2023, Cilt 39, Sayı 4, Sayfa(lar) 177-184
Karvakrol sıçanlarda akrilamidin neden olduğu hepatotoksisiteyi hafifletir: Deneysel bir bakış
Aysegul Bulut1, Goktug Senturk2, Durmus Hatipoglu3, Mehmet Burak Ates1
1Selcuk University, Veterinary Faculty, Department of Pathology, Konya, Türkiye
2Aksaray University, Veterinary Faculty, Department of Physiology, Aksaray, Türkiye
3Selcuk Univercity, Veterinary Faculty, Department of Physiology, Konya, Türkiye
Anahtar Sözcükler: Antioksidan, karaciğer, kekik, hepatoprotektif, oksidatif stres
Görüntülenme Sayısı:723 - İndirilme Sayısı: 216

Amaç: Bu çalışmada, akrilamid (AA) kaynaklı hepatotoksisite üzerine karvakrolün (CRV) rat karaciğeri üzerine koruyucu etkilerinin araştırılması amaçlanmıştır.

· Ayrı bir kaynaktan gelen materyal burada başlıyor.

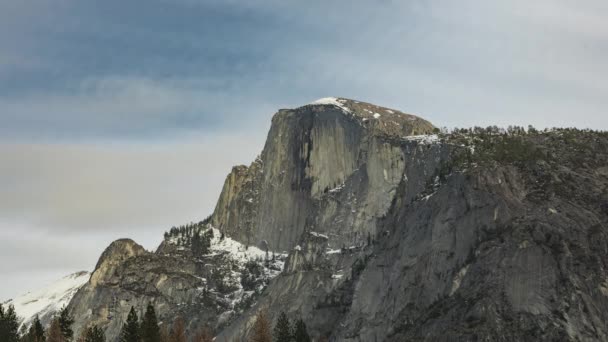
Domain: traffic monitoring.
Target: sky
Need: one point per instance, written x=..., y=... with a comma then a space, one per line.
x=123, y=118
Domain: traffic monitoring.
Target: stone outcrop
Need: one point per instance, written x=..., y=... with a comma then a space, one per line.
x=387, y=233
x=313, y=155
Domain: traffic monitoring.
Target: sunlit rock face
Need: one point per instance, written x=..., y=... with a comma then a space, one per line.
x=357, y=219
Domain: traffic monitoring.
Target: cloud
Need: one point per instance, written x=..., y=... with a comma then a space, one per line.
x=121, y=186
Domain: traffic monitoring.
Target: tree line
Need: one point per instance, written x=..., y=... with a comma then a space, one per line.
x=147, y=329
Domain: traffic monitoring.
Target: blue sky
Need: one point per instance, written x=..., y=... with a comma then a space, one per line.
x=122, y=118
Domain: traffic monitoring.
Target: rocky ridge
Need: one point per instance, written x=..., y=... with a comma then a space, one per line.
x=383, y=229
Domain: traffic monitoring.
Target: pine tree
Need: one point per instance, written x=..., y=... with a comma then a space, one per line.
x=54, y=332
x=197, y=245
x=300, y=333
x=178, y=331
x=130, y=330
x=65, y=324
x=9, y=324
x=203, y=335
x=150, y=332
x=261, y=328
x=94, y=334
x=282, y=330
x=36, y=331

Gereç ve Yöntem: Çalışmada toplam 30 adet Wistar Albino rat kullanıldı. Ratlar; Kontrol (n:6), CRV (n:8, 50 mg/kg/gün karvakrol, i.p ), AA (n:8, 40 mg/kg/gün akrilamid, gavaj) ve AA+CRV (n:8, 40 mg/kg/gün akrilamid, gavaj + 50 mg/kg/gün karvakrol i.p) olmak üzere 4 gruba ayrıldı. 15 günlük deneysel çalışmanın ardından anestezi altında kan örnekleri alınan hayvanlara ötanazi uygulanarak nekropsileri yapıldı. Serum örneklerine karaciğer fonksiyon testleri uygulandı. Aynı zamanda histolojik analiz, skorlama ve hematoksilen-eozin boyama için karaciğer dokuları %10'luk formaldehit solüsyonunda tespit edildi.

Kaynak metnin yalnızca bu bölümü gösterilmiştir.